James Barclay is the author of the Chronicles of the Raven and Legends of the Raven series, which have sold hundreds of thousands of copies. The Raven saga came to a conclusion with the stunning Ravensoul. He also penned the epic fantasy duology The Ascendants of Estorea and completed an Elves trilogy: Elves: Once Walked With Gods, Elves: Rise of the Tai'Gethen and Elves: Beyond the Mists of Katura.James Barclay lives in Teddington with his wife and two children. Find out more on his website, www.jamesbarclay.com, or follow @barculator on Twitter.

Joe Haldeman

Joe Haldeman was born in Oklahoma in 1943 and studied physics and astronomy before serving as a combat engineer in Vietnam, where he was severely wounded and won a Purple Heart.
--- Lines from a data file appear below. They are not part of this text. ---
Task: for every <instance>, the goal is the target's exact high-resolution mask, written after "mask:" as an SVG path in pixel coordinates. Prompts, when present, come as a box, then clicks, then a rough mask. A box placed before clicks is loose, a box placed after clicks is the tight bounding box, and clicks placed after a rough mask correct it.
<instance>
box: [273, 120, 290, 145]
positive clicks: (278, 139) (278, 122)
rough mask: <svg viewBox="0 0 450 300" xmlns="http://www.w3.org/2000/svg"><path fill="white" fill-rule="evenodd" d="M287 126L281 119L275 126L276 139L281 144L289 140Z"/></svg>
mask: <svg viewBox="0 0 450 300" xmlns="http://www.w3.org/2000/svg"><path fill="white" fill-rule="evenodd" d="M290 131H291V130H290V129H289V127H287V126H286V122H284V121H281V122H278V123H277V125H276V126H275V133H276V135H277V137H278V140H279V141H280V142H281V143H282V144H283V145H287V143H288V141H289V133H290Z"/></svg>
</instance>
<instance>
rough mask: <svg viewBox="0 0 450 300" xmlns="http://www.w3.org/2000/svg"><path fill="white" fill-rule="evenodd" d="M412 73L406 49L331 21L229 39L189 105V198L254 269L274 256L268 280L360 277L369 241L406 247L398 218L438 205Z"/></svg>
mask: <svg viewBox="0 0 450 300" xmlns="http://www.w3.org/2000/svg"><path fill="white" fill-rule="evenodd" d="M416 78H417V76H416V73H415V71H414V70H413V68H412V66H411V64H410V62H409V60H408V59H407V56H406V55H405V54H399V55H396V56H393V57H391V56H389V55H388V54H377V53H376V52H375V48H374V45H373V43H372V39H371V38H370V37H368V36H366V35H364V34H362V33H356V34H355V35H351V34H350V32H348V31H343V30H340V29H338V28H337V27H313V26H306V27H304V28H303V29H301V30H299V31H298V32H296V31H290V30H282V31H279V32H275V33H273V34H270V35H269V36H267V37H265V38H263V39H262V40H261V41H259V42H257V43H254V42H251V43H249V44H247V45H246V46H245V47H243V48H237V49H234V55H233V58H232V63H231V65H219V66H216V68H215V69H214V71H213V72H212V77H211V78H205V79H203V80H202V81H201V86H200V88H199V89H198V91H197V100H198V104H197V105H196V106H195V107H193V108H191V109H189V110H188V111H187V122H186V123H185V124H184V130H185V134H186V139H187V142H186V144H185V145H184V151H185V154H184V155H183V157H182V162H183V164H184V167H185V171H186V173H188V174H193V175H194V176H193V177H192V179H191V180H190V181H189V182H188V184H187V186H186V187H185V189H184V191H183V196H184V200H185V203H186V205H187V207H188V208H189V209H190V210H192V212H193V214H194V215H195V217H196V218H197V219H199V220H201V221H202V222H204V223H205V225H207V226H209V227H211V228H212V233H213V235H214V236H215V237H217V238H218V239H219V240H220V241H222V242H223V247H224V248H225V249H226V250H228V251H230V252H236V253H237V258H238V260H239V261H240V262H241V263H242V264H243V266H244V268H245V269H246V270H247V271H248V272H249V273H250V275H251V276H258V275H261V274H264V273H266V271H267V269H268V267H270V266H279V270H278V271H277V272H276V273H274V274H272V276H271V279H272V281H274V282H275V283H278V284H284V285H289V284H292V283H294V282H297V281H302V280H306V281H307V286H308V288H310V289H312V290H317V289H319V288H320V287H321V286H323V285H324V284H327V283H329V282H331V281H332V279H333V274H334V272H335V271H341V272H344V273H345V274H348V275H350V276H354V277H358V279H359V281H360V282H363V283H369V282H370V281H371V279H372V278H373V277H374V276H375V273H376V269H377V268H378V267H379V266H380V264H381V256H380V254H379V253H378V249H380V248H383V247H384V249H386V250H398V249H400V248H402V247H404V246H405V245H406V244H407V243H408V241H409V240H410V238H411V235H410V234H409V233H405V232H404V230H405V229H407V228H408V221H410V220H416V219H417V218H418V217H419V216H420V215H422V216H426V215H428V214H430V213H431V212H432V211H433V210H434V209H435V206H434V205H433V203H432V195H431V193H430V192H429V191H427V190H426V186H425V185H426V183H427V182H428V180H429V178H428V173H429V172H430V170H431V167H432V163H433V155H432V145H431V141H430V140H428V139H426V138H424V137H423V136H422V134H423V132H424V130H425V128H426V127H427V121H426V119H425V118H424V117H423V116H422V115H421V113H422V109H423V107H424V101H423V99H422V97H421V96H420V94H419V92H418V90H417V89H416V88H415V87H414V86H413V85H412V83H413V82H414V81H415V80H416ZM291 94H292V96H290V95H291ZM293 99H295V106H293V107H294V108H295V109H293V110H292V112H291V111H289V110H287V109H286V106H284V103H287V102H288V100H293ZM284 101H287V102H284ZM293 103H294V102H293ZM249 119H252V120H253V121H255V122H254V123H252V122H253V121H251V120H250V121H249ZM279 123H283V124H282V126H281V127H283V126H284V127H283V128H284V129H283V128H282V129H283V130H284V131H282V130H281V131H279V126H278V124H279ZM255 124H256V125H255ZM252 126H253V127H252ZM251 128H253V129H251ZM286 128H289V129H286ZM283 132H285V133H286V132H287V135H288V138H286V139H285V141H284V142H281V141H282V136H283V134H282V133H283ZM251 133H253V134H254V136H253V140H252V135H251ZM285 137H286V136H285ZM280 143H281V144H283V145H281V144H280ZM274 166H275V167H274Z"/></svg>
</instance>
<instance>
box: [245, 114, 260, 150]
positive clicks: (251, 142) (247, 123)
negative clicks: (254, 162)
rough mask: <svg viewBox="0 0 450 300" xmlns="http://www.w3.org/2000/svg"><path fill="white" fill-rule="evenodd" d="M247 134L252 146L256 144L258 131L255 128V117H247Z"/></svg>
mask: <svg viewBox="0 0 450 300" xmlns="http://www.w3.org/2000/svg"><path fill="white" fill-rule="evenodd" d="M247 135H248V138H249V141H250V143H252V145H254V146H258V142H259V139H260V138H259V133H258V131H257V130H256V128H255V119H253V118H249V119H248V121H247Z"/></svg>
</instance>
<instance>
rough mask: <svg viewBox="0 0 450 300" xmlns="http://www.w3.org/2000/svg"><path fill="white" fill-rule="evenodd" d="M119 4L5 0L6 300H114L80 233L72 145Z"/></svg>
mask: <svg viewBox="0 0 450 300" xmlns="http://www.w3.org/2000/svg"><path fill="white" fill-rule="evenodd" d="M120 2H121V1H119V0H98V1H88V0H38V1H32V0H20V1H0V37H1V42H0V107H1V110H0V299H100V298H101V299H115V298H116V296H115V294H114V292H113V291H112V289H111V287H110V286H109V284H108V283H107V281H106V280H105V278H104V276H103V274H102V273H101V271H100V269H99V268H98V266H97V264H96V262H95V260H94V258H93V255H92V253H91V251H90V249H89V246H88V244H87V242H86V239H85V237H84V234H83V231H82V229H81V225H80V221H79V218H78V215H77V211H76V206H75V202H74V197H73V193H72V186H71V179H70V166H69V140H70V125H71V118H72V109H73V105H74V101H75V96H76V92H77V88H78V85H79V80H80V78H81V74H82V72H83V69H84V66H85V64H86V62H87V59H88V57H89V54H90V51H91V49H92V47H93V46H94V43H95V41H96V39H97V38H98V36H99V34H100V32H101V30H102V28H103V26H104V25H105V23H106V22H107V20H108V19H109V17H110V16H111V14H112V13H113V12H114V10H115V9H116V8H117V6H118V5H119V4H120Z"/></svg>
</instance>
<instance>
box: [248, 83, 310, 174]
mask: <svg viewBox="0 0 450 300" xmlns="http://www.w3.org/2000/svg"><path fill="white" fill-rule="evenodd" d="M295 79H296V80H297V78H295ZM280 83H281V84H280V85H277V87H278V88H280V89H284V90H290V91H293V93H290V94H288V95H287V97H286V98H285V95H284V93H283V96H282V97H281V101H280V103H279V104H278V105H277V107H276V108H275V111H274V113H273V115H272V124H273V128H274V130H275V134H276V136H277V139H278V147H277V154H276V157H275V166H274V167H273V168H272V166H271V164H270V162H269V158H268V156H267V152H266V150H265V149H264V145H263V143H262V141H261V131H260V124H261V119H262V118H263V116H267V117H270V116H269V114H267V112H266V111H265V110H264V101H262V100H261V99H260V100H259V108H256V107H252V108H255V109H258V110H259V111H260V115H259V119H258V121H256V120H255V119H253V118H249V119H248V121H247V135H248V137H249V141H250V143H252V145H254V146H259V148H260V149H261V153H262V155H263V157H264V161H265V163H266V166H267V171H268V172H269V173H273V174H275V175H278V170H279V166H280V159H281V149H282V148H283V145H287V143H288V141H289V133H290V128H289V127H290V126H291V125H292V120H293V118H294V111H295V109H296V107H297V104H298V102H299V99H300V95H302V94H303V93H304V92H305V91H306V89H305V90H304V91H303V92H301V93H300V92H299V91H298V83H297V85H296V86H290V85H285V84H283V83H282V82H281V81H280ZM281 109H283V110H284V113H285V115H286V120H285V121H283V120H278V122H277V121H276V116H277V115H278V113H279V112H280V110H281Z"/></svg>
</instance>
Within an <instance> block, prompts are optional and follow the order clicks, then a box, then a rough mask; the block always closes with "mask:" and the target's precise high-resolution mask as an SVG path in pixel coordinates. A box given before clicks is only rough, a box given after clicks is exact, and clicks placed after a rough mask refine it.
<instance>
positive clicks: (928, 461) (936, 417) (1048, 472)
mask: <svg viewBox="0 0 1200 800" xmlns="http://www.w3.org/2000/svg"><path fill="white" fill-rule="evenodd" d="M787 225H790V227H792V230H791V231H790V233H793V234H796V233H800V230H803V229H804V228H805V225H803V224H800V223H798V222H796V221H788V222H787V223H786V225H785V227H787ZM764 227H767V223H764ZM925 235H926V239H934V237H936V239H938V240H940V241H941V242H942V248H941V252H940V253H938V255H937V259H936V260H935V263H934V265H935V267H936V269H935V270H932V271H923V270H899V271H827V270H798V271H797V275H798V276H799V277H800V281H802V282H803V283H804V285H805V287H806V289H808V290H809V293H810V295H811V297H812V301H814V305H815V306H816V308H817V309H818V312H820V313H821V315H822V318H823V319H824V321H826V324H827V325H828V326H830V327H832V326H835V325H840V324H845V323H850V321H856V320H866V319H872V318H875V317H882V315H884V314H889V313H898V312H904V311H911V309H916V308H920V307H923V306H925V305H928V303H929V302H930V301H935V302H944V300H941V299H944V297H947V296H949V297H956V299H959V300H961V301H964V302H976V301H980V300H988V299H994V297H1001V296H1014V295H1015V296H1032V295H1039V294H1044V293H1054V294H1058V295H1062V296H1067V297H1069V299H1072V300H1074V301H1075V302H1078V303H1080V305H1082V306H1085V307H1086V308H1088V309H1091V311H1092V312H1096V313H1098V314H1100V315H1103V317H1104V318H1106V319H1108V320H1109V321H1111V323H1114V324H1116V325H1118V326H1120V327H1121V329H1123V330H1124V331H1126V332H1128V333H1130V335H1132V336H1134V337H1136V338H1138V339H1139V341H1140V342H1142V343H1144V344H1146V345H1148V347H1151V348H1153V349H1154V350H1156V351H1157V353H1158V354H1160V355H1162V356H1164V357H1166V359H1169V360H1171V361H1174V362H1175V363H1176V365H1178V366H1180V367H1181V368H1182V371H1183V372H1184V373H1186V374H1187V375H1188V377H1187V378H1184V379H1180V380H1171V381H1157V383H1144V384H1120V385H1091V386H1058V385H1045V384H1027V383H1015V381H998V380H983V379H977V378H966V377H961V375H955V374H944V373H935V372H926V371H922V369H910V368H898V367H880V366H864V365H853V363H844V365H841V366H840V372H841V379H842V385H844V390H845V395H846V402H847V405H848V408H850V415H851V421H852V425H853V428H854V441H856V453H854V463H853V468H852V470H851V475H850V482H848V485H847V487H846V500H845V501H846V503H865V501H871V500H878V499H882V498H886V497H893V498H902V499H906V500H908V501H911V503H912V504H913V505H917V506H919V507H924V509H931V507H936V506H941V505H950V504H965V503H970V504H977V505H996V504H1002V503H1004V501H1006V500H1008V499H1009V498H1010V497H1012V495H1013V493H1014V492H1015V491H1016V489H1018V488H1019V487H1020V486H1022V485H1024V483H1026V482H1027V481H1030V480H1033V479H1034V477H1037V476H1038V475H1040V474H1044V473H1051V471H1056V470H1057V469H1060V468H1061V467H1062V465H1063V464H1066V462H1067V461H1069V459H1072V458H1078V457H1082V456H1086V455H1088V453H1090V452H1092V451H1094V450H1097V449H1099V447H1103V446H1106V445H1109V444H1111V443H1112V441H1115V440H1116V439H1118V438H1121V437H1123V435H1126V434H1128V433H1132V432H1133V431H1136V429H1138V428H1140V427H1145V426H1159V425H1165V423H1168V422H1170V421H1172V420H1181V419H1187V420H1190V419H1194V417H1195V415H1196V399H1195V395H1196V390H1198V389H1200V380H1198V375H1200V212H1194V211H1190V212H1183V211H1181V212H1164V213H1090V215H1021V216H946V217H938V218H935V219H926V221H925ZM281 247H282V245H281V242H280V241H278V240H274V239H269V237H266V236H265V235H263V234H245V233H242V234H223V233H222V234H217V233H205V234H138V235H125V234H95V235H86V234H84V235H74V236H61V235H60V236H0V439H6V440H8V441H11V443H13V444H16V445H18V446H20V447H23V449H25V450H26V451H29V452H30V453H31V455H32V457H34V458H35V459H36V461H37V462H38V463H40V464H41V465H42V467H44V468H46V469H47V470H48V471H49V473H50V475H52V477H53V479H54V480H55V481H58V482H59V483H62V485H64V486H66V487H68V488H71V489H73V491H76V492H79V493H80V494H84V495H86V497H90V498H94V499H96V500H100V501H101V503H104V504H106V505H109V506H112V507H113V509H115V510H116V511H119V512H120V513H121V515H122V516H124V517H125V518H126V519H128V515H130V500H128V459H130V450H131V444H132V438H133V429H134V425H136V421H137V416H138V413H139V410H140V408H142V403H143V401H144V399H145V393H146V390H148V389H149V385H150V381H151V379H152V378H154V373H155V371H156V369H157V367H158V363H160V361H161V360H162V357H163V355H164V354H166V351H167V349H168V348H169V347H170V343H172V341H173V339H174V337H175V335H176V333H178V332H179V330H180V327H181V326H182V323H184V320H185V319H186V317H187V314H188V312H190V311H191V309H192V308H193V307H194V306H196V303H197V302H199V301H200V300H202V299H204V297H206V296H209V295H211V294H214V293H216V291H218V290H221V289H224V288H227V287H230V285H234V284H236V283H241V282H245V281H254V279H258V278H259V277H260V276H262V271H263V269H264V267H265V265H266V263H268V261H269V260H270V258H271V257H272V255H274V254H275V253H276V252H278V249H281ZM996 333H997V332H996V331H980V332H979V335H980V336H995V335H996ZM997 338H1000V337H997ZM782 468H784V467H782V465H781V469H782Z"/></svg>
The Forever War was his first SF novel and it won both the Hugo and Nebula awards, a feat which The Forever Peace repeated. He is also the author of, among others, Mindbridge, All My Sins Remembered, Worlds, Worlds Apart and Worlds Enough and Time.

John Crowley

John Crowley was born in 1942 and has worked in documentary films and TV since 1966. The Deep, his first SF novel, was published in 1975 and was followed by Beasts, Engine Summer and Great Work of Time. In his later work, Little, Big, Aegypt and Love and Sleep, he has moved into writing fantasy to great critical acclaim.

John James

David John James (1923 -1993) John James studied philosophy at St David's University College, Lampeter, and also read and completed an MA in psychology at Selwyn College, Cambridge. He became a psychologist for the Ministry of Defence, lecturing on the selection and training of air crews for the RAF at Brampton. In addition to writing he also worked as a teacher and later for the Scientific Civil Service working on aviation problems. He is known for writing four historical novels set in Roman and early medieval Britain and Europe. He is buried in the graveyard at Strata Florida Abbey in Wales.